Soft stocks are currently affecting the Canadian Dollar (CAD) and keeping its tone defensive, according to Scotiabank’s FX strategist Shaun Osborne. He notes that while weaker equity markets could potentially drive the CAD lower, it is important to consider whether this is justified at the moment. Despite the possibility of heightened volatility in the CAD due to thinner liquidity on days when local markets are closed, Osborne believes that this is not necessarily grounded in fundamentals.
In addition to weak stocks, other factors such as spreads, crude oil prices, and the general USD tone have been favoring the CAD in recent days. This has helped keep spot trading above Scotiabank’s fair value estimate of 1.3785, which could limit the USD’s ability to push higher. However, Osborne cautions that the CAD is unlikely to gain significant ground while stocks continue to trade defensively.

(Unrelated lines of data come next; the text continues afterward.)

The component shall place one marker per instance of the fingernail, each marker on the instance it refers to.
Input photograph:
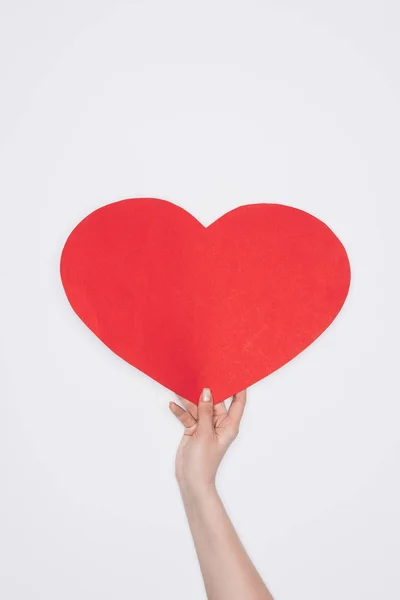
(206, 395)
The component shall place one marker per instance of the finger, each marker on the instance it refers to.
(190, 406)
(182, 415)
(220, 409)
(237, 406)
(205, 412)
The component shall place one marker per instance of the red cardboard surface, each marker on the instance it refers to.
(191, 306)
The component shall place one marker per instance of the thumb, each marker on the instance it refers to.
(205, 412)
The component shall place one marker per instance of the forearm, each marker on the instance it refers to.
(227, 570)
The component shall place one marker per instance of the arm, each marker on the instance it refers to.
(227, 570)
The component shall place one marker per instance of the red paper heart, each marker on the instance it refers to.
(192, 306)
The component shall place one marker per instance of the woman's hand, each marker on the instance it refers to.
(209, 430)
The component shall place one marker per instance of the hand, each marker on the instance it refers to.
(209, 431)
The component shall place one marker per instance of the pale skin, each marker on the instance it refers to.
(210, 429)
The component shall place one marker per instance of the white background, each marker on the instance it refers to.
(211, 105)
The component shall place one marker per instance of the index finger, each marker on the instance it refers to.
(237, 406)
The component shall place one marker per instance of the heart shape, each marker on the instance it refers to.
(191, 306)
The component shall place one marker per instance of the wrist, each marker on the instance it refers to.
(196, 490)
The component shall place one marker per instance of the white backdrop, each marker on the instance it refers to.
(211, 105)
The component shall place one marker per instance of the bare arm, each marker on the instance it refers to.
(227, 570)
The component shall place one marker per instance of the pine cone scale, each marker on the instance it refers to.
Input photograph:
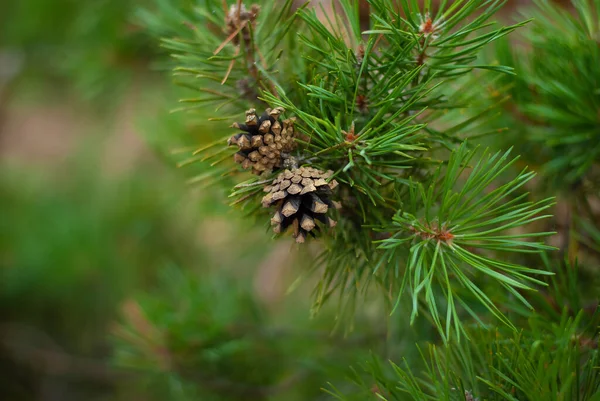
(264, 140)
(300, 201)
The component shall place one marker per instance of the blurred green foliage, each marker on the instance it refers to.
(71, 249)
(93, 46)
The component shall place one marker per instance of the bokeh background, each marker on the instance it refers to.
(107, 253)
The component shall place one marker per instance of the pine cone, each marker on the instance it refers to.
(264, 140)
(302, 196)
(237, 20)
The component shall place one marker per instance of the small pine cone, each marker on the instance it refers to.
(263, 141)
(237, 20)
(302, 197)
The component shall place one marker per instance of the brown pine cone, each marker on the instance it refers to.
(302, 196)
(237, 20)
(264, 140)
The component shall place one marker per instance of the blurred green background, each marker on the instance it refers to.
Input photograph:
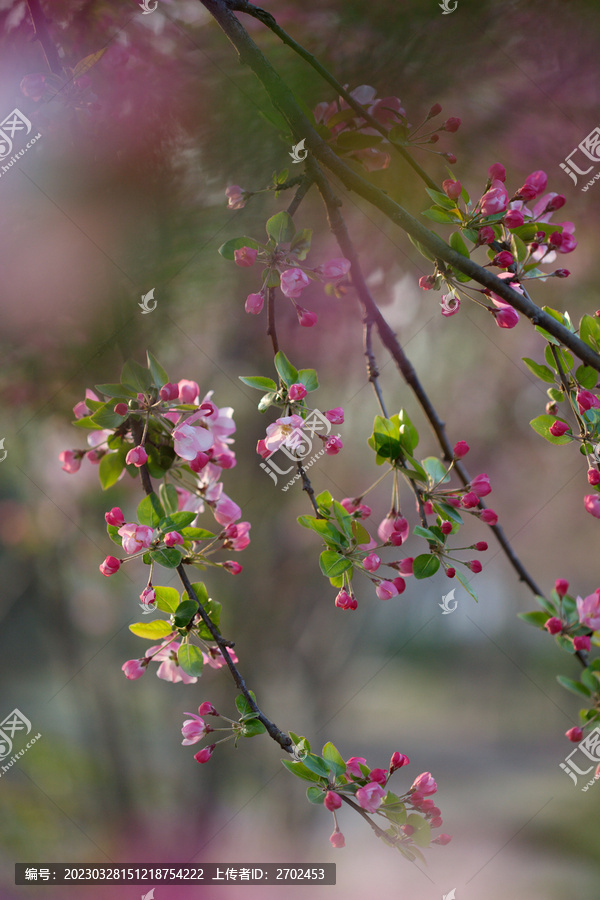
(126, 195)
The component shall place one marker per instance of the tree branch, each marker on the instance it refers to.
(285, 102)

Recent market movements have resulted in the CAD being pushed near the late 1.2023 high, just under 1.39. Although spot trading has since consolidated below this level, there are few signs of positive developments for the CAD on the intraday chart. Instead, the USD appears to be pausing before potentially making another attempt higher. Key levels to watch include support at 1.3790/00 and resistance at 1.3890/00 and 1.40.
Overall, market conditions suggest that the CAD may face continued pressure due to soft stocks and other external factors. While weakness in equities could lead to increased volatility in the CAD, it is essential to consider the broader economic fundamentals at play. Despite recent movements in favor of the CAD, it is unlikely to make significant gains while stocks remain defensive. Traders should keep a close eye on key levels to gauge potential price movements in the near term. By staying informed and being cautious in their trading decisions, investors can navigate the current market conditions more effectively.